Data Modeling is an important skill for any data worker to understand. Data Engineers in particular should understand this topic and be able to apply it to their work. Normalization is an important part of Data Modeling and part one can be found here.
For this post, we will be going over the first part of the Objective section of the Database Normalization Wikipedia page.
pt 2: Objectives - this post
Objective.0
A basic objective of the first normal form defined by Codd in 1970 was to permit data to be queried and manipulated using a "universal data sub-language" grounded in first-order logic.[1] (SQL is an example of such a data sub-language, albeit one that Codd regarded as seriously flawed.[2])
Codd is this person who made the relational database model for relational databases. Interestingly, Codd was not a big fan of SQL. Despite his lack of enthusiasm, it’s the most common real-world implementation of his relational model for databases.
Objective.1
The objectives of normalization beyond 1NF (first normal form) were stated as follows by Codd:
1. To free the collection of relations from undesirable insertion, update and deletion dependencies.
Insertion, update, and deletion on a database are complicated when a database isn’t normalized. The reason is that de-normalized data is not made into discrete parts. For example, if I make a change of street address, but not city or state. So it is much easier to update my address if the street address has its own column. Rather than having a single column for these discrete parts of an address; street, city, state, zip, etc.
Normal Forms allow for easier Data Manipulation Language so that you don’t have to do many operations for simple insertions, updates, or deletes.
From the following informative article:
Examples of DML:
INSERT – is used to insert data into a table.
UPDATE – is used to update existing data within a table.
DELETE – is used to delete records from a database table.
Objective.2
2. To reduce the need for restructuring the collection of relations, as new types of data are introduced, and thus increase the life span of application programs.
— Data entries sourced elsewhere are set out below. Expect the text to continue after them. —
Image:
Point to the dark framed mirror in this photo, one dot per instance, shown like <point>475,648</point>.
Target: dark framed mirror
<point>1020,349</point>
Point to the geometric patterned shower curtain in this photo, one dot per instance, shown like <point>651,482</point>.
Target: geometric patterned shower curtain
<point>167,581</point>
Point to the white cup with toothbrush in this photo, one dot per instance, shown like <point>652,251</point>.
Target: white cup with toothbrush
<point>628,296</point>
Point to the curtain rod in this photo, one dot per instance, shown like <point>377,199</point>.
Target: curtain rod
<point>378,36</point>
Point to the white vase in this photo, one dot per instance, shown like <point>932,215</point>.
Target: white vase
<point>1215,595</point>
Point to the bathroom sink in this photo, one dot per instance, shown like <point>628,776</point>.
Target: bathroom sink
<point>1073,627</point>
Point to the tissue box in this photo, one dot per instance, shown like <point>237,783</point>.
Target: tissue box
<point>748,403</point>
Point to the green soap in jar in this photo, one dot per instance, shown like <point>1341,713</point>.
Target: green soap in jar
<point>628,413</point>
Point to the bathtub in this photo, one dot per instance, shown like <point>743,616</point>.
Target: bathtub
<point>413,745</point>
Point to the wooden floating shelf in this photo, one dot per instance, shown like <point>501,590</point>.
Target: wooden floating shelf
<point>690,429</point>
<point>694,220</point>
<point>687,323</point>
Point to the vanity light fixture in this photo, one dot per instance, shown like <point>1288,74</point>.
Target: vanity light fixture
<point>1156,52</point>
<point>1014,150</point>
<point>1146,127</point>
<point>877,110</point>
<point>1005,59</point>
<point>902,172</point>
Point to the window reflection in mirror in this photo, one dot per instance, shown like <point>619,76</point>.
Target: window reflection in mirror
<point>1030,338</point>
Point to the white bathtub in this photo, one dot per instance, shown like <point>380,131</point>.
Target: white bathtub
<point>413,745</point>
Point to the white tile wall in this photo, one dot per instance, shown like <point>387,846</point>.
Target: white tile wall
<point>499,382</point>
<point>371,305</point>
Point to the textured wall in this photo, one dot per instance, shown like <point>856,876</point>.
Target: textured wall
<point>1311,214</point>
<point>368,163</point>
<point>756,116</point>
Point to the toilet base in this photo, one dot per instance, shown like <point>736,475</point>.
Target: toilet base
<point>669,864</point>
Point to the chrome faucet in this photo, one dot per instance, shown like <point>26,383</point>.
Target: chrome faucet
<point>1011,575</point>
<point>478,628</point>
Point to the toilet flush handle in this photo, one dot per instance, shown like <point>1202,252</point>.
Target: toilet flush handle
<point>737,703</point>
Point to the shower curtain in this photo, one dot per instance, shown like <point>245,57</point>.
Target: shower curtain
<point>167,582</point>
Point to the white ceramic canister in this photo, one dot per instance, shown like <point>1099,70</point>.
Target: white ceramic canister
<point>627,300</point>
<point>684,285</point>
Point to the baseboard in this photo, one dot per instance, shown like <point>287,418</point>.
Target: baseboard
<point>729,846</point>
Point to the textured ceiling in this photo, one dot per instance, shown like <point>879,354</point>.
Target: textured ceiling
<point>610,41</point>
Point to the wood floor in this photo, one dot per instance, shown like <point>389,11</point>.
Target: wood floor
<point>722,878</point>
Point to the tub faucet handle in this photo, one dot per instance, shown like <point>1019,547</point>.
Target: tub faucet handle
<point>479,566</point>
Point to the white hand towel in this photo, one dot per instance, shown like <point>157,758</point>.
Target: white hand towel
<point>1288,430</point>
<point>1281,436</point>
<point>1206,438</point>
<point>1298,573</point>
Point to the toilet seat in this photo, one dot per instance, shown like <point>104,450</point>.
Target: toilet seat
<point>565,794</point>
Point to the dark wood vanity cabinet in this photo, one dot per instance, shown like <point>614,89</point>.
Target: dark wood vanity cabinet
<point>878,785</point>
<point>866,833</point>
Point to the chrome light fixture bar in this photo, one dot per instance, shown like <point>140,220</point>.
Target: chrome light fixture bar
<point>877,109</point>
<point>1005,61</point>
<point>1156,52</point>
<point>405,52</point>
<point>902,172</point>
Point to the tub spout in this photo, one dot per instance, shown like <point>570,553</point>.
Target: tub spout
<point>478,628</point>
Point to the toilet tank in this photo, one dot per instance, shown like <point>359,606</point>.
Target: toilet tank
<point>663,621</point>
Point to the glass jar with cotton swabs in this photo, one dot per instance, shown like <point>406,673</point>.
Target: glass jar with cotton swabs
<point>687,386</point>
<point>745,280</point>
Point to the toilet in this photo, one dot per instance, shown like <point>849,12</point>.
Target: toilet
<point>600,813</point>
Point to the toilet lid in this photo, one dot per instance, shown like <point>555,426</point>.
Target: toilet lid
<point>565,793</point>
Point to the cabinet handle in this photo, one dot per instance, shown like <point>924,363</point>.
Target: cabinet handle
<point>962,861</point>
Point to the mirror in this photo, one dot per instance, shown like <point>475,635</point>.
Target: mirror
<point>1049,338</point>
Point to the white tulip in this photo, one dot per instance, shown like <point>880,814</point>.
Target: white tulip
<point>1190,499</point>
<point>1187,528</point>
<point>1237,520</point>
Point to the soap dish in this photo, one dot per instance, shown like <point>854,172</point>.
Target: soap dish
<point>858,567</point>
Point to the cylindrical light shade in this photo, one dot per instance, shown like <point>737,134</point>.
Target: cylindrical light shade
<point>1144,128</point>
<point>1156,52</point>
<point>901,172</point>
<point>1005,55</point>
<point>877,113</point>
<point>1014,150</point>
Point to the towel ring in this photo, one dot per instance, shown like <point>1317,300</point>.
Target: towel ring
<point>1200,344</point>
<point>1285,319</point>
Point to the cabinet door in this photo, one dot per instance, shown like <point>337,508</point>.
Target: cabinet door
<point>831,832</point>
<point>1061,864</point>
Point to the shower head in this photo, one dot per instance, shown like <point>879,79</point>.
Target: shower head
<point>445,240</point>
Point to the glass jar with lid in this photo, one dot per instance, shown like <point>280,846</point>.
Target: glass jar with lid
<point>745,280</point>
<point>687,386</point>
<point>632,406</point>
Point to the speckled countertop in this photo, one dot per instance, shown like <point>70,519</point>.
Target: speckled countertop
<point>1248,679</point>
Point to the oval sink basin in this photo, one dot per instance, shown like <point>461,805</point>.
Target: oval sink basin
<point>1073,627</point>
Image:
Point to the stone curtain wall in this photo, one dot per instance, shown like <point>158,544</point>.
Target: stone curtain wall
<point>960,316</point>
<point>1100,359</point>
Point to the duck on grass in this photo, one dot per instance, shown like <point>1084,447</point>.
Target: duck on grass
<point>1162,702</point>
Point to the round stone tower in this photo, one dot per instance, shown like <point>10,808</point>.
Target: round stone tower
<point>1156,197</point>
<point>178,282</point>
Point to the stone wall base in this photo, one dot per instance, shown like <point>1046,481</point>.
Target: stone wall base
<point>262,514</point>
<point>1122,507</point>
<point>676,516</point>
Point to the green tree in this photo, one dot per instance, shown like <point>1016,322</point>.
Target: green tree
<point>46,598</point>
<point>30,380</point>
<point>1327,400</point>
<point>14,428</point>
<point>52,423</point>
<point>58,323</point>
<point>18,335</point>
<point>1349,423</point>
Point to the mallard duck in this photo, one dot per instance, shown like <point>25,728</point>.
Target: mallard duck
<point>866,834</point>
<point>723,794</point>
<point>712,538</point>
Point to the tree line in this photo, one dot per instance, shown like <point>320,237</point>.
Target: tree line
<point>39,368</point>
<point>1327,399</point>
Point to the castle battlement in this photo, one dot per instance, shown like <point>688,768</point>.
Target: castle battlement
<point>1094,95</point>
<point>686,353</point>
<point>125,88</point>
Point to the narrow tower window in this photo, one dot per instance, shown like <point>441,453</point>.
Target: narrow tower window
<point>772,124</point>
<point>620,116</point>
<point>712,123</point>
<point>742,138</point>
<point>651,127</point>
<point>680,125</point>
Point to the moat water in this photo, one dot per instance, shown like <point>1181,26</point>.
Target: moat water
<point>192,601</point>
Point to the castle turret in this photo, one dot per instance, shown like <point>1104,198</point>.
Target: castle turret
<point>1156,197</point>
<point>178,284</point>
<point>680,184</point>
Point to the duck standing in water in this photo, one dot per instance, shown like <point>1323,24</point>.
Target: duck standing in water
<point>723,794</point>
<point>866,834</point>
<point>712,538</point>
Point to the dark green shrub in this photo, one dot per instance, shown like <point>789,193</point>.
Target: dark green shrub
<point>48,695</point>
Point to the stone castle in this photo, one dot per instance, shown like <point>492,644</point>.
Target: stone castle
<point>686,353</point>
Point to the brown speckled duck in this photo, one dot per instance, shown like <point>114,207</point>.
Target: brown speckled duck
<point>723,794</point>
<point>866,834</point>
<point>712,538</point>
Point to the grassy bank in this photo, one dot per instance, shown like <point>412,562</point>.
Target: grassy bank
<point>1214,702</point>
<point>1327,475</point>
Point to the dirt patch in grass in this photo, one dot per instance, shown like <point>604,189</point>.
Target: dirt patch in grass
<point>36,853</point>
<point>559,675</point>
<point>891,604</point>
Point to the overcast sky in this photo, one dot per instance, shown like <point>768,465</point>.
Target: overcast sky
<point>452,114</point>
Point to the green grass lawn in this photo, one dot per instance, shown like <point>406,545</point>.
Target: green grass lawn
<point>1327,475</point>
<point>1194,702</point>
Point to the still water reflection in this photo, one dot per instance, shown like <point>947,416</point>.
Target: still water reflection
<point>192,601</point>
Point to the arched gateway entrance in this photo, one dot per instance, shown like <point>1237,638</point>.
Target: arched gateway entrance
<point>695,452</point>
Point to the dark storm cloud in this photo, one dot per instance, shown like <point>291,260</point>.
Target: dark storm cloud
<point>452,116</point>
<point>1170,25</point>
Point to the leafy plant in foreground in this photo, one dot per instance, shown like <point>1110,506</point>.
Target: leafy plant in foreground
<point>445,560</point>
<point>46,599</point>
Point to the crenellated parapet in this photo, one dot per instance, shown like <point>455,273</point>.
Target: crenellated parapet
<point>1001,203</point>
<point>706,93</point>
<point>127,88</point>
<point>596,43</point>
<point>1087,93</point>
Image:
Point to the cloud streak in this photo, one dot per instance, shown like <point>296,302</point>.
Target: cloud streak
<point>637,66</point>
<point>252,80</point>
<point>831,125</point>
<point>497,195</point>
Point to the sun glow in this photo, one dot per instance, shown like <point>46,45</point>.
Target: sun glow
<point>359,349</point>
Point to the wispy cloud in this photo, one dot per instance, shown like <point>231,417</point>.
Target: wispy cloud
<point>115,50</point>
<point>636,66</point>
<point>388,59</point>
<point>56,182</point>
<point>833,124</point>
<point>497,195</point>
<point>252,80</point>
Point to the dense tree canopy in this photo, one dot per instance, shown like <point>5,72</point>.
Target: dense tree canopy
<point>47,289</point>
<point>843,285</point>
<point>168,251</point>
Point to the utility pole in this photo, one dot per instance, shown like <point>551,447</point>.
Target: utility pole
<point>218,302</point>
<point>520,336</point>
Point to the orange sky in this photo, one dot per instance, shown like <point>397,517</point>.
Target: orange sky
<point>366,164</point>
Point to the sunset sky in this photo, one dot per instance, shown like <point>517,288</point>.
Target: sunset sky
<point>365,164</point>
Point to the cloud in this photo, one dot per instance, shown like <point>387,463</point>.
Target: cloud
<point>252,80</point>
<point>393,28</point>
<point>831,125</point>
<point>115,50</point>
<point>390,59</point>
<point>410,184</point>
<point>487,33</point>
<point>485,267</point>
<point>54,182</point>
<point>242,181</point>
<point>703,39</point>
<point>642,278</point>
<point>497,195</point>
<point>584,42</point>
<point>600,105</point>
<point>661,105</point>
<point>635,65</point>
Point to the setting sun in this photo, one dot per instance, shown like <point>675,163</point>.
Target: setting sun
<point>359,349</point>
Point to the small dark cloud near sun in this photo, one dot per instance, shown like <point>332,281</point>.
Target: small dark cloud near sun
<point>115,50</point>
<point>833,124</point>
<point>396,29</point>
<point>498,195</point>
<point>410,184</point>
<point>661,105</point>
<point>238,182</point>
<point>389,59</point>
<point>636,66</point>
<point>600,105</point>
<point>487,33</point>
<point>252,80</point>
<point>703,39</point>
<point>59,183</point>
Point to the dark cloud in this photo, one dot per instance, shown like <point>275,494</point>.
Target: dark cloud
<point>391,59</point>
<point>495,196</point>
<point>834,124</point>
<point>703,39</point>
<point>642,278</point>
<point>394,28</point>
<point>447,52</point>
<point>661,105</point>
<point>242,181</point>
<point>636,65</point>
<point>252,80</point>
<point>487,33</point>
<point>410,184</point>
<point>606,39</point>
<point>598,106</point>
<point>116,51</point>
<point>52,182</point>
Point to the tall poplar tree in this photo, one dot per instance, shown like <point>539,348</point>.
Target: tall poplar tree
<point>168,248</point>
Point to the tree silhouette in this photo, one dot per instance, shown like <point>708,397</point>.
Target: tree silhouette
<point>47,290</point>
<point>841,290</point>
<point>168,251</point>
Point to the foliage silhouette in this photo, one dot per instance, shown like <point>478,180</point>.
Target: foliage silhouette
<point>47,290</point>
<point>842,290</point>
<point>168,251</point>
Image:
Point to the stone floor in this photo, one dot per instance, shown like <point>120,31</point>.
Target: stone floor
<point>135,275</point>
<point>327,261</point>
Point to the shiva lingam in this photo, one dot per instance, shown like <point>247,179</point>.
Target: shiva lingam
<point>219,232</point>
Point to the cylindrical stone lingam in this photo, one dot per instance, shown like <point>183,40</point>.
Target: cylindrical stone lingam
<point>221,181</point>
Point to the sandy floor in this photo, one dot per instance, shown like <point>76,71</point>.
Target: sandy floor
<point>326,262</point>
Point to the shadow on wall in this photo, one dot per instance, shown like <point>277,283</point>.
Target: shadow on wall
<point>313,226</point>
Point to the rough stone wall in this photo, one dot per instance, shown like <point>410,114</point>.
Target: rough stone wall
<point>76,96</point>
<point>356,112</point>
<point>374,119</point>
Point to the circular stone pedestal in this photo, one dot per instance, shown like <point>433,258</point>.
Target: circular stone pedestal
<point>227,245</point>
Increasing Normal Forms on your database allows you to insert data without having to consider new columns or tables, since a well normalized database has been split up so much, it would cover any new cases. However, this isn’t necessarily true if your business is adding completely new functions of business. A highly normalized database may become robust, but making big changes from a strict structure makes the database come around to a lack of flexibility to change.
Objective.3
3. To make the relational model more informative to users.
This one is a little debatable. As, you increase Normal Forms past 3rd or so, the database objects (schema, tables, columns) start to get split up a little too much. Queries get huge with a bunch of joins, because you have so many tables. On top of that, query results start to look like attack of the Primary and Foreign keys.
Objective.4
4. To make the collection of relations neutral to the query statistics, where these statistics are liable to change as time goes by.
— E.F. Codd, "Further Normalization of the Data Base Relational Model"[3]
A common structure for queries allows for the queries to remain the same, even as the contents or data, changes over time. This allows us to automate and schedule queries for reports so that we don’t have to worry about changing them just because we have some more data over time. Theoretically.
Finale
I hope the point is made that all of these arguments are give and take. There is such a thing as “Too much of a good thing” (normalization), which brings rigidity to our database in the pursuit of robustness or data integrity. Thankfully, I don’t have to tackle these kinds of problems because I don’t have to synthesize (or create) a Relational Database model from scratch. But the above theory does help when we have to create a relational data warehouse so that we can make arguments for/against normalization given context.
Thanks for reading!